So I have replaced the regex-based rewrite with the PGValuesParam approach
that we talked about. One issue with the regex-based rewrite was that in
its current form it breaks for parameter-lists > 10 elements, because the
inner sorted(..) call does string-based sorting:
'IN \\(%\\(parent_ids_1\\)s, %\\(parent_ids_10\\)s, %\\(parent_ids_11\\)s,
...'
whereas the actual sequence in the statement is:
... IN (%(parent_ids_1)s, %(parent_ids_2)s, %(parent_ids_3)s ...)

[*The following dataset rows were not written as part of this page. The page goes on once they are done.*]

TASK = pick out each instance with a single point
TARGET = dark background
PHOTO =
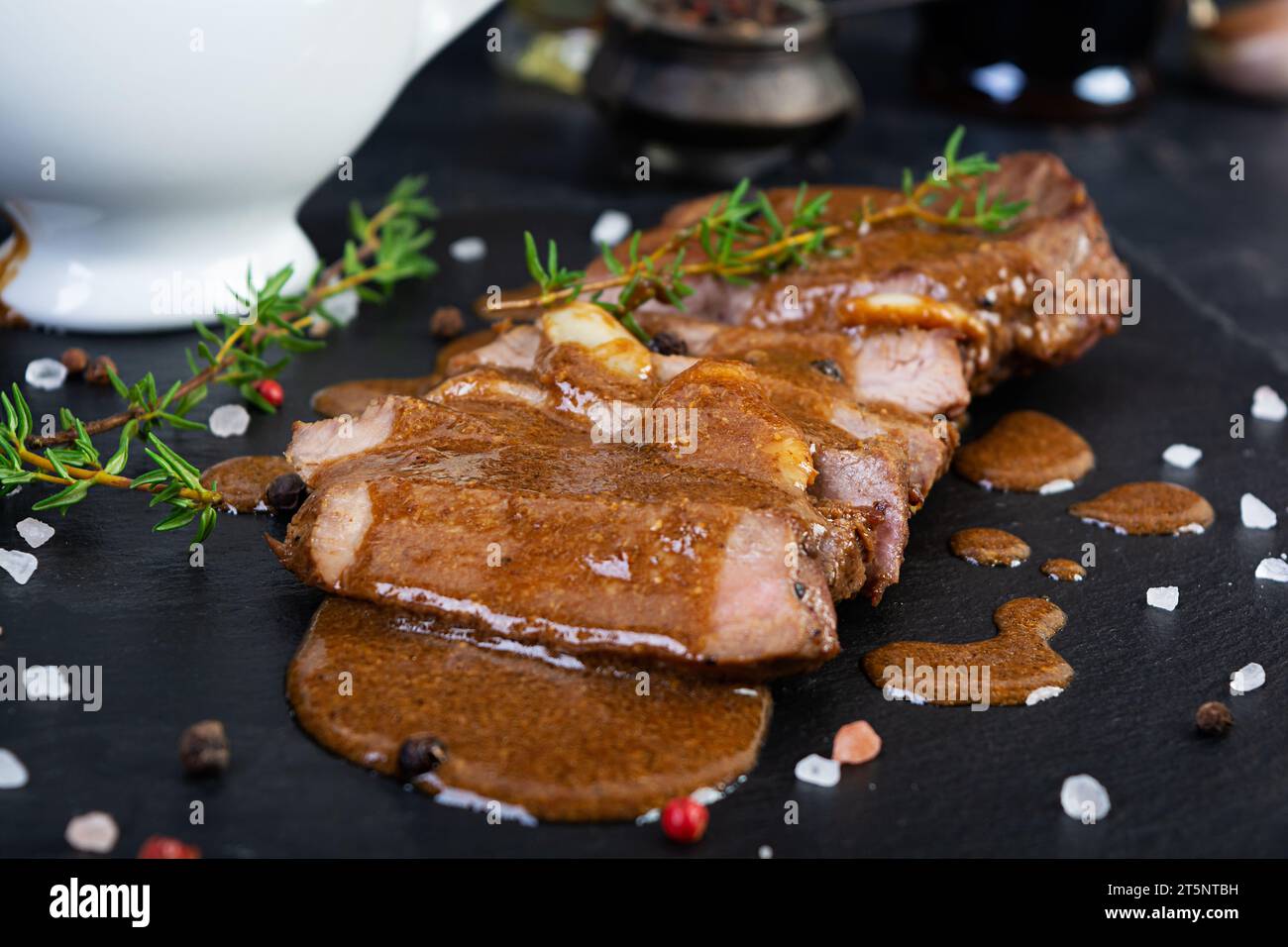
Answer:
(179, 644)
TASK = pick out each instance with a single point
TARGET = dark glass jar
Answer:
(1041, 58)
(719, 99)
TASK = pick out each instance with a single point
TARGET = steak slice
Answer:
(751, 423)
(914, 368)
(522, 528)
(977, 287)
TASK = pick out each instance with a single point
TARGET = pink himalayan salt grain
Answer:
(855, 742)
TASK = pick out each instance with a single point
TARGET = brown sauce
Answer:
(1147, 509)
(563, 742)
(1024, 451)
(983, 547)
(1063, 570)
(352, 397)
(244, 480)
(1017, 663)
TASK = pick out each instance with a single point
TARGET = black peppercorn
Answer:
(1214, 719)
(669, 344)
(828, 368)
(420, 754)
(204, 749)
(284, 493)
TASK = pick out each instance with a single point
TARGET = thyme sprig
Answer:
(743, 237)
(77, 468)
(382, 250)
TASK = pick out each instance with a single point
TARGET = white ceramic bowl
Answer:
(150, 150)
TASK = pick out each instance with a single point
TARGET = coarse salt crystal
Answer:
(35, 532)
(610, 228)
(343, 307)
(706, 795)
(230, 420)
(855, 742)
(1085, 799)
(897, 693)
(18, 565)
(1056, 486)
(1267, 406)
(13, 775)
(47, 684)
(1042, 693)
(1247, 678)
(818, 771)
(47, 373)
(1256, 514)
(1183, 457)
(1163, 596)
(94, 831)
(1273, 570)
(468, 249)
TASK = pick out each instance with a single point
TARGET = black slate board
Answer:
(179, 644)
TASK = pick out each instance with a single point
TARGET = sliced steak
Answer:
(977, 287)
(536, 535)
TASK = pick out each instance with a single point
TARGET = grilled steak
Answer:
(522, 527)
(975, 289)
(877, 459)
(516, 496)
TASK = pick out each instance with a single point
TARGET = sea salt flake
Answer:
(897, 693)
(35, 532)
(1163, 596)
(1183, 457)
(468, 249)
(18, 565)
(13, 775)
(1247, 678)
(1267, 406)
(1273, 570)
(47, 373)
(47, 684)
(1085, 799)
(1256, 514)
(230, 420)
(818, 771)
(1056, 486)
(610, 228)
(707, 795)
(1042, 693)
(94, 831)
(343, 307)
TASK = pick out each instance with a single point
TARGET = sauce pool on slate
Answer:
(522, 727)
(1017, 661)
(1147, 509)
(1024, 451)
(244, 480)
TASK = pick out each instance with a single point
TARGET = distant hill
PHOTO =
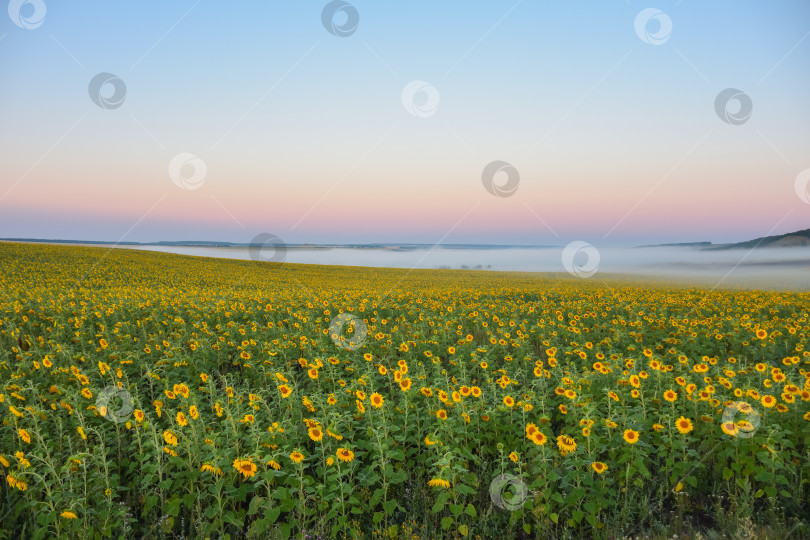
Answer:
(794, 239)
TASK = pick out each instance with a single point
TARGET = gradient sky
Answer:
(304, 134)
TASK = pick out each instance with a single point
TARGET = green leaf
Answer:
(273, 513)
(255, 502)
(376, 497)
(173, 506)
(575, 496)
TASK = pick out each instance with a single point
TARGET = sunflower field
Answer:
(148, 394)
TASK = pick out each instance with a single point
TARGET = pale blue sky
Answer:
(304, 134)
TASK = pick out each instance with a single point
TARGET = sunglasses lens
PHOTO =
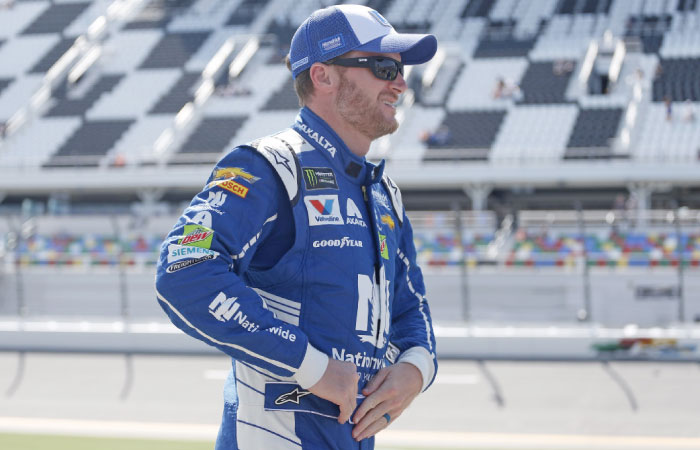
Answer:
(385, 69)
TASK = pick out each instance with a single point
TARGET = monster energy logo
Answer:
(319, 178)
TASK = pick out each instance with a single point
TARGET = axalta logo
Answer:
(320, 139)
(381, 198)
(197, 236)
(232, 173)
(323, 210)
(234, 187)
(387, 220)
(178, 252)
(354, 214)
(225, 309)
(340, 243)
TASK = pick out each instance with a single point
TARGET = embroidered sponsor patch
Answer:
(319, 178)
(300, 63)
(323, 210)
(225, 309)
(340, 243)
(292, 397)
(234, 187)
(379, 18)
(387, 220)
(174, 267)
(232, 173)
(178, 252)
(354, 214)
(197, 236)
(332, 43)
(383, 247)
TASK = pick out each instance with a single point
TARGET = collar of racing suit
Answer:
(322, 137)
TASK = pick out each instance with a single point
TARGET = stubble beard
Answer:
(362, 112)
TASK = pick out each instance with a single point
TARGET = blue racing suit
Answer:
(296, 251)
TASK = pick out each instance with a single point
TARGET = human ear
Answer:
(322, 76)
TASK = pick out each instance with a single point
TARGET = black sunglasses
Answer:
(382, 67)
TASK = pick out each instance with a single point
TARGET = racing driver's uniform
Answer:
(296, 251)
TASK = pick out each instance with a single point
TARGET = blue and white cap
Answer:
(335, 30)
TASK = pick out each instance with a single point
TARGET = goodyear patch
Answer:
(319, 178)
(383, 247)
(234, 187)
(197, 236)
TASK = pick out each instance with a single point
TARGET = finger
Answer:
(372, 416)
(345, 412)
(350, 402)
(375, 382)
(375, 427)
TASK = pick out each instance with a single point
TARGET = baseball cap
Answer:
(333, 31)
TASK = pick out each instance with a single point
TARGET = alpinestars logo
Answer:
(354, 214)
(320, 140)
(293, 397)
(323, 210)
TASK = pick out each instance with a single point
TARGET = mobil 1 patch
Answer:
(319, 178)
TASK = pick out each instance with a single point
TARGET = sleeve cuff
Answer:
(421, 358)
(312, 367)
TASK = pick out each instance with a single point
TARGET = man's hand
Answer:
(339, 385)
(390, 392)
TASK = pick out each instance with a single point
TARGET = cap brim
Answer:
(414, 48)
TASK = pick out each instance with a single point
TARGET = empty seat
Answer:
(89, 143)
(56, 18)
(174, 50)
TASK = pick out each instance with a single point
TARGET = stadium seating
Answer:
(151, 60)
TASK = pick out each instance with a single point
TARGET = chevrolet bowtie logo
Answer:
(293, 397)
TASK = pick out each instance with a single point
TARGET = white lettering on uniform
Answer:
(224, 309)
(320, 139)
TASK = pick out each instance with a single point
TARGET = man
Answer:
(297, 258)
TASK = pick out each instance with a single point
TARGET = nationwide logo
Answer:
(323, 210)
(332, 43)
(234, 187)
(178, 252)
(197, 236)
(320, 140)
(293, 397)
(354, 214)
(387, 220)
(225, 309)
(379, 18)
(340, 243)
(383, 247)
(319, 178)
(189, 263)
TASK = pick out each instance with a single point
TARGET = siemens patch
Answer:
(178, 252)
(319, 178)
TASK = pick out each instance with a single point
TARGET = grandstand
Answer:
(113, 112)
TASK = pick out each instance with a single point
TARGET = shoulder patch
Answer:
(395, 196)
(280, 150)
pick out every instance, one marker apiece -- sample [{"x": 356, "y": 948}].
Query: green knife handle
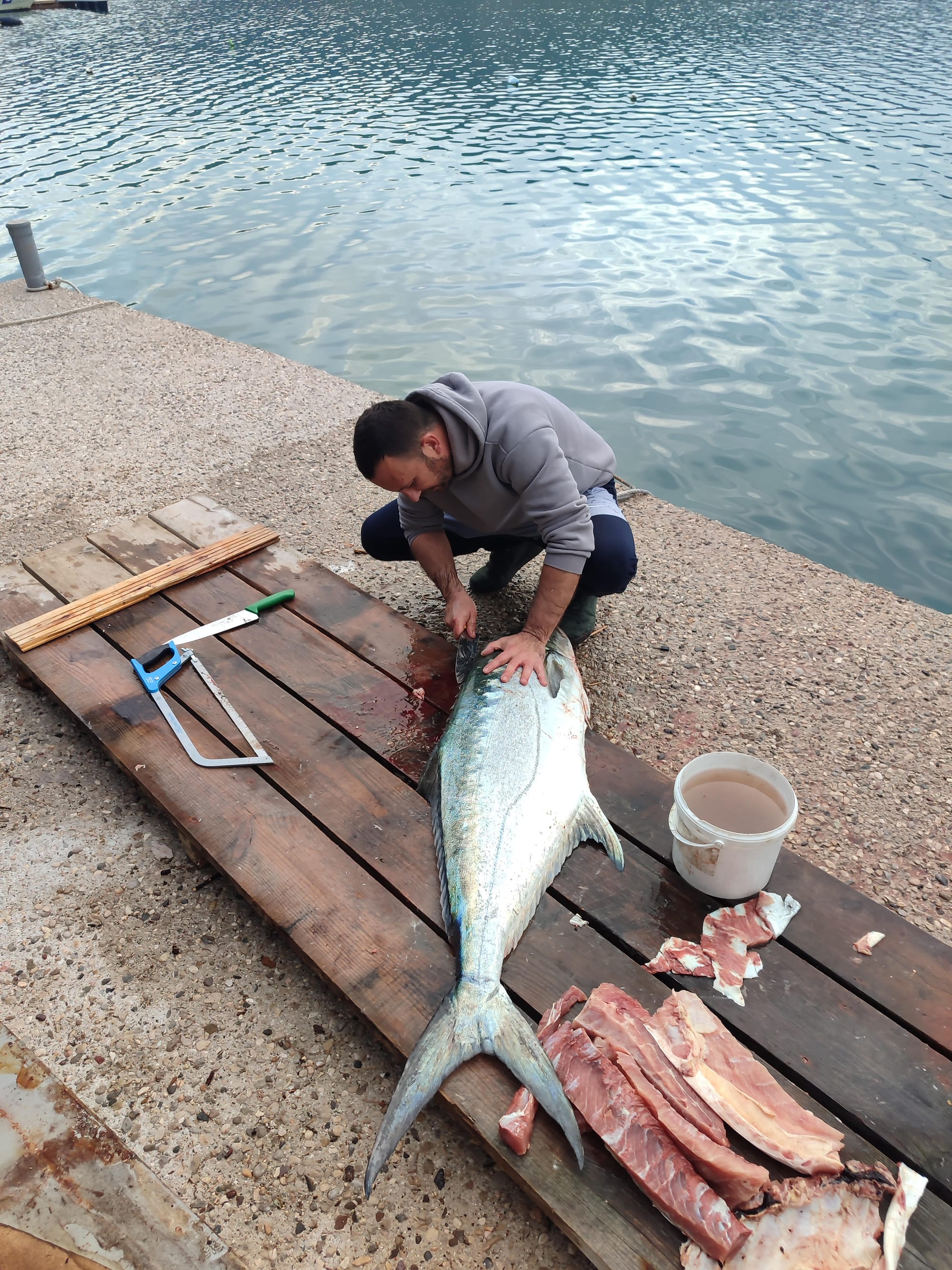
[{"x": 269, "y": 601}]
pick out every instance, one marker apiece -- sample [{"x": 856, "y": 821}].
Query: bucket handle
[{"x": 690, "y": 842}]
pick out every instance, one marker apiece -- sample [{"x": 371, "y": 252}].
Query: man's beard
[{"x": 442, "y": 469}]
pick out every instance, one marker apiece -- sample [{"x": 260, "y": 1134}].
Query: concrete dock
[{"x": 723, "y": 643}]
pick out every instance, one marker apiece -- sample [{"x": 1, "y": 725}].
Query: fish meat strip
[
  {"x": 741, "y": 1089},
  {"x": 909, "y": 1191},
  {"x": 818, "y": 1223},
  {"x": 623, "y": 1020},
  {"x": 638, "y": 1142},
  {"x": 869, "y": 941},
  {"x": 516, "y": 1127},
  {"x": 739, "y": 1183},
  {"x": 681, "y": 957}
]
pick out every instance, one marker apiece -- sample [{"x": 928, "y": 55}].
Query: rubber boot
[
  {"x": 579, "y": 619},
  {"x": 503, "y": 566}
]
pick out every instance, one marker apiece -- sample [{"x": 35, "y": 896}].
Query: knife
[{"x": 244, "y": 618}]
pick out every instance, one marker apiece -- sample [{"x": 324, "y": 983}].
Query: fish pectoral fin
[
  {"x": 466, "y": 653},
  {"x": 436, "y": 797},
  {"x": 591, "y": 825}
]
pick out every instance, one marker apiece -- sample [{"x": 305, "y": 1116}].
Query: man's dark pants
[{"x": 607, "y": 572}]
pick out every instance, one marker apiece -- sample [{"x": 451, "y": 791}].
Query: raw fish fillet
[
  {"x": 909, "y": 1191},
  {"x": 516, "y": 1127},
  {"x": 638, "y": 1142},
  {"x": 739, "y": 1183},
  {"x": 621, "y": 1020},
  {"x": 818, "y": 1223},
  {"x": 869, "y": 941},
  {"x": 741, "y": 1089},
  {"x": 680, "y": 957}
]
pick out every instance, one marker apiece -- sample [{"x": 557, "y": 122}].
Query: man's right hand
[{"x": 461, "y": 614}]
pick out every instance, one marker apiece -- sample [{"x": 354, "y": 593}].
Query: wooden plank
[
  {"x": 61, "y": 1166},
  {"x": 366, "y": 703},
  {"x": 551, "y": 954},
  {"x": 911, "y": 983},
  {"x": 836, "y": 1044},
  {"x": 351, "y": 929},
  {"x": 49, "y": 627}
]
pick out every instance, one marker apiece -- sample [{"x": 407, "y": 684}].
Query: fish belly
[{"x": 509, "y": 797}]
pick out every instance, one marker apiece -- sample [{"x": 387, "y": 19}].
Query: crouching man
[{"x": 507, "y": 469}]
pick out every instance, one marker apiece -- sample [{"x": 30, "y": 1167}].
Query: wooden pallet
[{"x": 333, "y": 844}]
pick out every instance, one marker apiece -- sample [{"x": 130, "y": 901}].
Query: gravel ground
[{"x": 157, "y": 993}]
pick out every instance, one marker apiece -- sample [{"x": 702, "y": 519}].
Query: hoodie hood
[{"x": 464, "y": 413}]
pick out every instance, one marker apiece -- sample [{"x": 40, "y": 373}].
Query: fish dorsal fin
[{"x": 466, "y": 653}]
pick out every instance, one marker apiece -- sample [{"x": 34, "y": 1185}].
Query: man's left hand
[{"x": 524, "y": 652}]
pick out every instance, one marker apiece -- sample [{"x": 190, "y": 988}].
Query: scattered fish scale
[{"x": 869, "y": 941}]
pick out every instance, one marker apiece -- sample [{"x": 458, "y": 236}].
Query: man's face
[{"x": 431, "y": 468}]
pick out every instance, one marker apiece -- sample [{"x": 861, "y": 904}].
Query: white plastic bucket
[{"x": 728, "y": 865}]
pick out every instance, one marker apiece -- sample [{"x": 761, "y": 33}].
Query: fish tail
[
  {"x": 473, "y": 1019},
  {"x": 593, "y": 826}
]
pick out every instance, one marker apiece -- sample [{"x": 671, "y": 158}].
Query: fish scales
[{"x": 511, "y": 800}]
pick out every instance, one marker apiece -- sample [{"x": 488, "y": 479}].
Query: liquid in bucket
[{"x": 735, "y": 802}]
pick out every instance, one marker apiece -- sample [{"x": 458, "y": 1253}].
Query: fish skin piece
[
  {"x": 909, "y": 1190},
  {"x": 729, "y": 932},
  {"x": 520, "y": 1119},
  {"x": 511, "y": 800},
  {"x": 869, "y": 941},
  {"x": 815, "y": 1223},
  {"x": 726, "y": 938},
  {"x": 738, "y": 1181},
  {"x": 640, "y": 1145},
  {"x": 681, "y": 957},
  {"x": 623, "y": 1020},
  {"x": 741, "y": 1089},
  {"x": 777, "y": 912}
]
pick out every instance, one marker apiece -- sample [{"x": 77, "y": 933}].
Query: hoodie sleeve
[
  {"x": 422, "y": 517},
  {"x": 539, "y": 471}
]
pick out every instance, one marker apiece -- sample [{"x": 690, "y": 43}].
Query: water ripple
[{"x": 742, "y": 277}]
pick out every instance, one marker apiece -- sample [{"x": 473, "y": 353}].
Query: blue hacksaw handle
[{"x": 151, "y": 682}]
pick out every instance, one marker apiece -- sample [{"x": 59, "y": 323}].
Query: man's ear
[{"x": 432, "y": 446}]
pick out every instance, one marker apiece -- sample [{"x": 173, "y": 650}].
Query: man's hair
[{"x": 389, "y": 429}]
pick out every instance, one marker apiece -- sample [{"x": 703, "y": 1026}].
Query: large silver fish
[{"x": 511, "y": 802}]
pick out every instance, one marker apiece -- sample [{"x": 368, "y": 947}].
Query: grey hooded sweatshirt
[{"x": 522, "y": 463}]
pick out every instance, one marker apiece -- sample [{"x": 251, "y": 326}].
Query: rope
[{"x": 67, "y": 313}]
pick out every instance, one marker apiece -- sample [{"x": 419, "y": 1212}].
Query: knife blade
[{"x": 243, "y": 618}]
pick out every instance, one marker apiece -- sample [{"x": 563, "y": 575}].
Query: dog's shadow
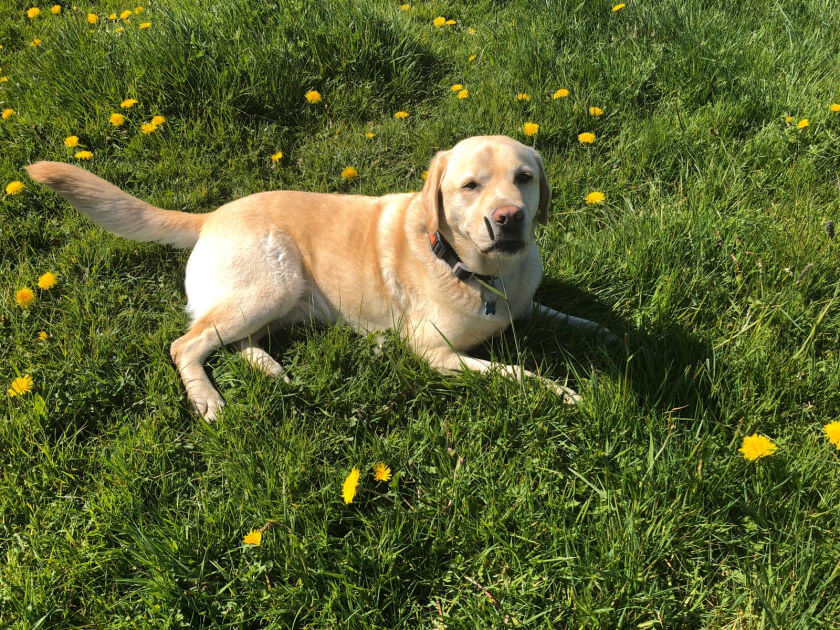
[{"x": 661, "y": 365}]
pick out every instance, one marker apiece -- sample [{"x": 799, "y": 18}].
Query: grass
[{"x": 709, "y": 258}]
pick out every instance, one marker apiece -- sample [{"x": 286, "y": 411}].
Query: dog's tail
[{"x": 117, "y": 211}]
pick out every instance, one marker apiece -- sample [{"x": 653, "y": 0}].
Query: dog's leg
[
  {"x": 574, "y": 322},
  {"x": 449, "y": 362},
  {"x": 260, "y": 359}
]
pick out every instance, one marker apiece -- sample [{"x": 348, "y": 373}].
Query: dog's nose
[{"x": 508, "y": 216}]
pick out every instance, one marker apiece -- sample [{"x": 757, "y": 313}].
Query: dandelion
[
  {"x": 381, "y": 472},
  {"x": 832, "y": 432},
  {"x": 756, "y": 446},
  {"x": 25, "y": 297},
  {"x": 351, "y": 483},
  {"x": 47, "y": 281},
  {"x": 20, "y": 386},
  {"x": 530, "y": 129},
  {"x": 13, "y": 188}
]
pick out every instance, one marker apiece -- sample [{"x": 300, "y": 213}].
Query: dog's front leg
[
  {"x": 573, "y": 322},
  {"x": 447, "y": 361}
]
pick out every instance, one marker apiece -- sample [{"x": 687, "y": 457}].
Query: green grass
[{"x": 119, "y": 509}]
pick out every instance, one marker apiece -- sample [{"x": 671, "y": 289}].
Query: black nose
[{"x": 508, "y": 216}]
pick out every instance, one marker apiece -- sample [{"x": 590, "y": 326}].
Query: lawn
[{"x": 711, "y": 256}]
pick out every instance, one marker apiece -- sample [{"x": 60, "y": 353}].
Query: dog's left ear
[
  {"x": 431, "y": 196},
  {"x": 545, "y": 193}
]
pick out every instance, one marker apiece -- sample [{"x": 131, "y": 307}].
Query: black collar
[{"x": 443, "y": 250}]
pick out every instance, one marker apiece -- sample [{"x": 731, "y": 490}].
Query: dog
[{"x": 448, "y": 267}]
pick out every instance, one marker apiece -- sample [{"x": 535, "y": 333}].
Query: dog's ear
[
  {"x": 431, "y": 196},
  {"x": 545, "y": 193}
]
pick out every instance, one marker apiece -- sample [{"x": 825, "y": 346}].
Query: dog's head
[{"x": 486, "y": 195}]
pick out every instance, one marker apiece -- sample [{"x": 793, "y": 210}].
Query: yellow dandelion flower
[
  {"x": 25, "y": 297},
  {"x": 756, "y": 446},
  {"x": 351, "y": 483},
  {"x": 381, "y": 472},
  {"x": 832, "y": 432},
  {"x": 47, "y": 281},
  {"x": 21, "y": 386},
  {"x": 13, "y": 188},
  {"x": 530, "y": 129}
]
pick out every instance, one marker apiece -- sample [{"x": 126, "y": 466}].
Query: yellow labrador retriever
[{"x": 448, "y": 266}]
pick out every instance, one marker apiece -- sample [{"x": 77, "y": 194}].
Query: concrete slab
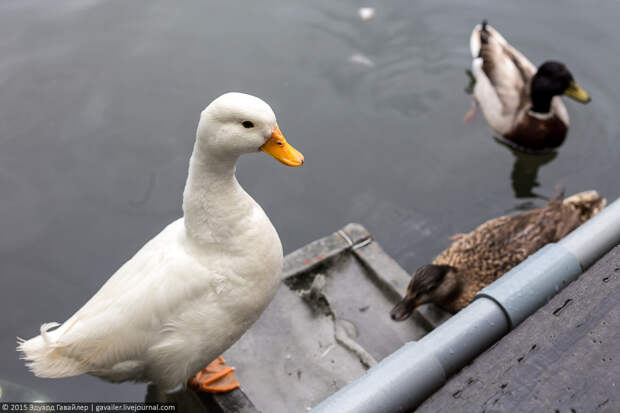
[{"x": 563, "y": 358}]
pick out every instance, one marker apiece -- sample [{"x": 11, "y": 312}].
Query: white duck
[{"x": 196, "y": 287}]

I'm aware that we could modify the sorting to account for that, but it
starts to feel somewhat tricky. I like the PGValuesParam-idea a lot,
because it is an explicit opt-in approach, that avoids the tricky regex. So
I went with the following:
class PGValuesParam(BindParameter):
@staticmethod
def prepare(parameters):
return [(element,) for element in parameters]
Usage in the query then:
.filter(Item.parent_id.in_(PGValuesParam('parent_ids', expanding=True)))
and passing of parameters as:
query(session).params(parent_ids=PGValuesParam.prepare(parent_ids))
The transformation of each list element to a tuple is done in the
prepare-staticmethod. That way, the rest of the team doesn't have to
remember the details besides "Use the .prepare(...)-method when passing
parameter-lists to PGValuesParam."
The cherry on top would be to do an automatic transformation of the list to
the list-of-tuples for the PGValuesParam, but when I stepped into the
before_execute-event and inspected the data, I couldn't find the
PGValuesParam instance anywhere. I see the list of values as part of
multiparams, but not PGValuesParam itself (which would be needed as the
'signal' for doing the transformation).
Anyway, while I would be interested in how to achieve this (it would make
the whole approach very clean), I don't want to take up too much of your
time. So, thank you very much for your help already, Mike. And I've been
meaning to mention this: While I can feel myself getting somewhat
frustrated with Python's lack of good static typing and gravitating towards
.NET Core because of this, SQLAlchemy is the one library that
singlehandedly keeps me in the Python world, because it's so amazing.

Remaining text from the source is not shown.